Une Nuit à Montauk

Nothing but Sea and Sky 2020

Tonimria
13.02.2024 - 04:26 AM
24
Translated Show original Show translation

Acute female hysteria

It's the late 50s. I'm sitting on the veranda, wrapped in a woolen blanket. A small house on a beach, with a choppy, turbulent sea right in front of me. The sky is cloudy and gray, seagulls make their rounds above me.

Why am I there? A doctor diagnosed me with hysteria due to my stubborn, feminine disposition and suggested that I should be sent to the sea, as this could probably have a positive effect on the furor caused by fanatical feminist ideas that is now common among women.
My family agreed, luckily we had a lonely cottage by the sea and it was time for me to normalize myself so that I could perhaps find a sensible man.
What the doctor couldn't know, of course, was that I had my required reading of Simone de Beauvoir's "The Opposite Sex" with me, which would only encourage me further in my renitence.

To clear my mind a little, I decide to go for a walk. I dig my toes into the cold sand, let the spray wash over my legs and feel the sun's rays breaking through the thick cloud cover tickle my salty skin.
A lonely, dry piece of driftwood lies on the white sand. I briefly consider throwing it back into the sea, but I pause and decide to take it back to my hut. I watch the seagulls gliding weightlessly through the air and wish I could fly with them to see the rough sea from above. Funnily enough, I don't mind my solitude by the sea one bit.

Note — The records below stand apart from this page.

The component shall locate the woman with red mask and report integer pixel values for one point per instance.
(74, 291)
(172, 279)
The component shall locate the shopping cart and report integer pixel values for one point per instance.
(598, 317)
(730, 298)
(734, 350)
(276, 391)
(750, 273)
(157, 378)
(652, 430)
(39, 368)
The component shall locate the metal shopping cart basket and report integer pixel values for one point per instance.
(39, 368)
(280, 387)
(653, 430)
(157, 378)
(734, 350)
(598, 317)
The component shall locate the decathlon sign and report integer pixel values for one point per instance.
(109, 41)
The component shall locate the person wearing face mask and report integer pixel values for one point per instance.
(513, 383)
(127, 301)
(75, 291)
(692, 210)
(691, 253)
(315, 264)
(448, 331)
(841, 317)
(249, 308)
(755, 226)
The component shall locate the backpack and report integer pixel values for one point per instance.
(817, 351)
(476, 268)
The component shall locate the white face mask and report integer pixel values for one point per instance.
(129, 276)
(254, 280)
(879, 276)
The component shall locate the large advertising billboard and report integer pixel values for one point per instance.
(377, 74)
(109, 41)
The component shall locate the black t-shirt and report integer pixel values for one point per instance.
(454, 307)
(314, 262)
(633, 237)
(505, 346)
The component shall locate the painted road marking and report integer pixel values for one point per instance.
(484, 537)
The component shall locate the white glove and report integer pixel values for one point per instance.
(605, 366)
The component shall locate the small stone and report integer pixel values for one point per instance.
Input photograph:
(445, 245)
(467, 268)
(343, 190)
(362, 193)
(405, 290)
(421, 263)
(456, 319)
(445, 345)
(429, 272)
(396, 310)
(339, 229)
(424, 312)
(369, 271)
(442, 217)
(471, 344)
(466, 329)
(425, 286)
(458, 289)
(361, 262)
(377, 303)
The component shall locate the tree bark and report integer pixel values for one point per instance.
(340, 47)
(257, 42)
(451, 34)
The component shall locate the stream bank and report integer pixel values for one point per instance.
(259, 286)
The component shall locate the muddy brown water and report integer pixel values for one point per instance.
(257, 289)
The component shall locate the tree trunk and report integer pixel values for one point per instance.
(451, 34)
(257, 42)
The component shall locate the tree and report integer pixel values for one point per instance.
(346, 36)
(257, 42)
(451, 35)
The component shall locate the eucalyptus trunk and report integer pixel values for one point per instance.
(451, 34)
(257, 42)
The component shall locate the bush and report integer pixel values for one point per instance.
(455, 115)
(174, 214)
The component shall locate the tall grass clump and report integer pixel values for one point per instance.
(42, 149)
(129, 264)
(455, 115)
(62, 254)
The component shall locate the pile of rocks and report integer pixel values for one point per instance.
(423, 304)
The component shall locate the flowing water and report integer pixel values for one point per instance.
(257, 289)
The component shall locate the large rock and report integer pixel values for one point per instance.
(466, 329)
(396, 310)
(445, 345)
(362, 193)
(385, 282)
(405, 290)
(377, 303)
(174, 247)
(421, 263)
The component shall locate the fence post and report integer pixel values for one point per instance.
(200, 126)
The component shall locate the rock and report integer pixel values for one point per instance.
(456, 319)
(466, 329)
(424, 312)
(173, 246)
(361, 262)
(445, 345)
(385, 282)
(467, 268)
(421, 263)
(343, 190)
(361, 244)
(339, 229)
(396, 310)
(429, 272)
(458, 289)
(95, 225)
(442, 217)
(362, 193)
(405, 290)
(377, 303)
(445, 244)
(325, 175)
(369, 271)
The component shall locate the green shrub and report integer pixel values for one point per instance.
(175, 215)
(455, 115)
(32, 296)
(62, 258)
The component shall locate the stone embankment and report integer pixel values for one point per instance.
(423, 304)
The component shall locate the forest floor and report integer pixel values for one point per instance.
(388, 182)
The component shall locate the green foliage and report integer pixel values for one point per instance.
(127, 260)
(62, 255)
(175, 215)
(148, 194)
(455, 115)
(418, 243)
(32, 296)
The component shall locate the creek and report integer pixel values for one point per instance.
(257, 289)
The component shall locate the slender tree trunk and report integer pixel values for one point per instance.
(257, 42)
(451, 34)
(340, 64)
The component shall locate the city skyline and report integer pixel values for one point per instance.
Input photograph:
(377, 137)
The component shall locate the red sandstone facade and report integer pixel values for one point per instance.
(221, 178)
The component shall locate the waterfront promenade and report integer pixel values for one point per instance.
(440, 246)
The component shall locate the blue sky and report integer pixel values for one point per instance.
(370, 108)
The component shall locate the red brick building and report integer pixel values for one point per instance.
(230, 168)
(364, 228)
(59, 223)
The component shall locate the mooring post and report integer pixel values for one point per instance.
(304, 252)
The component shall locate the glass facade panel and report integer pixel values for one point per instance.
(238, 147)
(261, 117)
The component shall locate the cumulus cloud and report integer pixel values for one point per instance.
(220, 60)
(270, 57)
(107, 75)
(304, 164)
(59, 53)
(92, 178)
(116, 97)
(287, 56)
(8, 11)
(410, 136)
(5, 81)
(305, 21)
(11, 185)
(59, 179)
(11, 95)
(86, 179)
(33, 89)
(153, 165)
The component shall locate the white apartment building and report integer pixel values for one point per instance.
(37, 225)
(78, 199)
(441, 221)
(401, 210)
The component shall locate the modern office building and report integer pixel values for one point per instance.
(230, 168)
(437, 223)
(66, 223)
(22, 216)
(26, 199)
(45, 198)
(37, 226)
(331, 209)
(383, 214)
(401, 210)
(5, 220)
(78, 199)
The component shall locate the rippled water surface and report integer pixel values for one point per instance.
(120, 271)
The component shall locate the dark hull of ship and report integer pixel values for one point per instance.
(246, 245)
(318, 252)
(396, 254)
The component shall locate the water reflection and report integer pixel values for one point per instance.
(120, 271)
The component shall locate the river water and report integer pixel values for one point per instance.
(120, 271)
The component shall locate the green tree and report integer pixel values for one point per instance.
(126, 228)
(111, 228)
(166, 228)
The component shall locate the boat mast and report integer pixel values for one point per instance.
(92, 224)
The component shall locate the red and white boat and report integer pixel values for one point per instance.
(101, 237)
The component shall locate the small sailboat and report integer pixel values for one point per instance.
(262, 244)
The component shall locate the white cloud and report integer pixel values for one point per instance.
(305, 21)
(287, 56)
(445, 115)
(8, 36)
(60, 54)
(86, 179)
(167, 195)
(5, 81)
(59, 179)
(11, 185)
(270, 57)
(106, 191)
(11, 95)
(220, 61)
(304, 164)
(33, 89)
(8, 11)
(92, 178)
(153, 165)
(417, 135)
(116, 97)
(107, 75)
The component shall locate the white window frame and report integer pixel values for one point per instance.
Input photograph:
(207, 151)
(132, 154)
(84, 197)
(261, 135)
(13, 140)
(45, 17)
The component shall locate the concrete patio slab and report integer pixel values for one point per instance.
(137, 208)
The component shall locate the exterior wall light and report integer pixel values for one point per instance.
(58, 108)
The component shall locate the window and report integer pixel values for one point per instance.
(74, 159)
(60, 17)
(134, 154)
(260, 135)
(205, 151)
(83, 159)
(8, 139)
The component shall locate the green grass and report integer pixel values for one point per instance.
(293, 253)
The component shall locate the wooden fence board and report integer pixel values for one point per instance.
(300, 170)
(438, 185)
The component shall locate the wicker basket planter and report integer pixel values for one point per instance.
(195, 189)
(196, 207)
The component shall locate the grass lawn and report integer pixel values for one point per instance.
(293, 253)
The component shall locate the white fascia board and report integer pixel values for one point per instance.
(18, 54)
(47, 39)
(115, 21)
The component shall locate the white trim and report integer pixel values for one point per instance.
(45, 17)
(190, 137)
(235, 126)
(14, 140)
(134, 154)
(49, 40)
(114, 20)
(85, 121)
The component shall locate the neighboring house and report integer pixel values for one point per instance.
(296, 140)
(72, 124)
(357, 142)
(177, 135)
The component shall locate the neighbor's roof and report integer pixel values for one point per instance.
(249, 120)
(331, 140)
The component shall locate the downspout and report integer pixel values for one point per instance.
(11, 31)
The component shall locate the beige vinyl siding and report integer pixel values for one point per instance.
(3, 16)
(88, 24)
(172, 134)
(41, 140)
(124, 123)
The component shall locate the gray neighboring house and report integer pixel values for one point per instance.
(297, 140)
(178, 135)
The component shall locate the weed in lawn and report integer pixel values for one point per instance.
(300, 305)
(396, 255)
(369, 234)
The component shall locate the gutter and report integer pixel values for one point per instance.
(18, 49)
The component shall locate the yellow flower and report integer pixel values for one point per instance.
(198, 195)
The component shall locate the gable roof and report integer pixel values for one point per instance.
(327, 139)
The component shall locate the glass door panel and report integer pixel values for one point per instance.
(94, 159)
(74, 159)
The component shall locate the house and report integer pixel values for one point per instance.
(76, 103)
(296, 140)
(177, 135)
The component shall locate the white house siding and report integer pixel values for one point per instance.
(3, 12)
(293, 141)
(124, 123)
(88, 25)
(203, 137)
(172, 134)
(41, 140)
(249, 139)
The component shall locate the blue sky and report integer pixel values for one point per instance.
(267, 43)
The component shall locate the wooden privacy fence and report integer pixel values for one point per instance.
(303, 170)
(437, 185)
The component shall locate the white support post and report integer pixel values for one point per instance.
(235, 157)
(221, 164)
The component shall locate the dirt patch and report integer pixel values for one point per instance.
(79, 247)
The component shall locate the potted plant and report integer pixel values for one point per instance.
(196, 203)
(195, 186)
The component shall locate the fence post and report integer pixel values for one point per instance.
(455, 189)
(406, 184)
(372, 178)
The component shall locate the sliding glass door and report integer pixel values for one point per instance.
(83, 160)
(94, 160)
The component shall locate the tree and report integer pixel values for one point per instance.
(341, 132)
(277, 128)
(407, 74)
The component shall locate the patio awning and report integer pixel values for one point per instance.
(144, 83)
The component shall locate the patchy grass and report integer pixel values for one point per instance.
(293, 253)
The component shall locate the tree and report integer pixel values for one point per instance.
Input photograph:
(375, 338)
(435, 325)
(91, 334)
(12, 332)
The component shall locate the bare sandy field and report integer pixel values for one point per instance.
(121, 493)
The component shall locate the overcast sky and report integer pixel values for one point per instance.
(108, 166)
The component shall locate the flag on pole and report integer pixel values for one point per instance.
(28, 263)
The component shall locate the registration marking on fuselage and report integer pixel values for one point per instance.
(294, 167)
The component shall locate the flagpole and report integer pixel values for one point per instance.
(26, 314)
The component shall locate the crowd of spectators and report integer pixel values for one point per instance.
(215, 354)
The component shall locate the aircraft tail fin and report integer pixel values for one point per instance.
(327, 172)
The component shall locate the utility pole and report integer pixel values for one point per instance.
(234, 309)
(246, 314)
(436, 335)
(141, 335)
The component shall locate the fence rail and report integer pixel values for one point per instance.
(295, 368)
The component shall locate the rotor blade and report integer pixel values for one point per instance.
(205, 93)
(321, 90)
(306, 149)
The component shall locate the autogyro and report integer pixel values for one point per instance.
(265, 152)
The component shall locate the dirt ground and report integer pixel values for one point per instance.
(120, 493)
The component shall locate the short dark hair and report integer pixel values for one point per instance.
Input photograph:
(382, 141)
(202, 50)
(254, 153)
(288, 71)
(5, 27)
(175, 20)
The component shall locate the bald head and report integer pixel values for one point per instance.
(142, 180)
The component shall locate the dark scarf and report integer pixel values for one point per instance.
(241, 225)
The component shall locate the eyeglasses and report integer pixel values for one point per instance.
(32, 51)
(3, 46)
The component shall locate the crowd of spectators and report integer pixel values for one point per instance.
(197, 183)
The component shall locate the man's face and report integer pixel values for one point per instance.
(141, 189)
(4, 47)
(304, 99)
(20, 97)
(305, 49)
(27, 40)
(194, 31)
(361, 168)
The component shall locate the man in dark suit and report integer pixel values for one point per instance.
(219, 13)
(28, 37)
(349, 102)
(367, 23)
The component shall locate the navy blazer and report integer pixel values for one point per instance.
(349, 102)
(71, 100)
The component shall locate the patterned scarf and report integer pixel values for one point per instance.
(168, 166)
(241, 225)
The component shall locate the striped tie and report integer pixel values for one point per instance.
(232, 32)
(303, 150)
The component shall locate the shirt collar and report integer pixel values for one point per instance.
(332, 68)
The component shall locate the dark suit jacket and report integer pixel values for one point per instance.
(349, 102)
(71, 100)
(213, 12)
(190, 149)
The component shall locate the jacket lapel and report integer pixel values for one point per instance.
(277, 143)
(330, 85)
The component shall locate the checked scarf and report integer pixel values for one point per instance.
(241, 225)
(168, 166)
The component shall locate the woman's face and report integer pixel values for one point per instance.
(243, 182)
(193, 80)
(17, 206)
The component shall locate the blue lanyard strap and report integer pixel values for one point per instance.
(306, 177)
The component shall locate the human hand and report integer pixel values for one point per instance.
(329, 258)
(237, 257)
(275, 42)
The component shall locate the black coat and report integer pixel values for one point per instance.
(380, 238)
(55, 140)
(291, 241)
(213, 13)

Fast forward 70 years. In the meantime, no doctor can attest to female hysteria, feminist ideas are no longer fanaticism but have reached a broad population and my family doesn't own a lonely house by the sea either. But I'm still stubborn and unmarried.

When I spray on "Une Nuit à Montauk - Nothing but Sea and Sky | Une Nuit Nomade", I still feel this melancholy, this longing for the sea and the vague feeling of being far away from home. This world-weariness that the fragrance conveys for me is beautiful and deeply touching.

For me, absolutely no tropical fragrance, vacation scent or coconut feeling, instead salty, rough sea, observed from the cozy embrace of a woolen blanket. Somehow comforting, this gentle breeze of dry wood and fresh sea air. It is scratchy and salty at first and then becomes creamier and very close to the skin as it progresses. Nevertheless, it retains its own scent, which can be clearly distinguished from the scent of the skin.

Not a sillage monster, not a night-out fragrance, but something quite indescribable that everyone must give meaning to for themselves.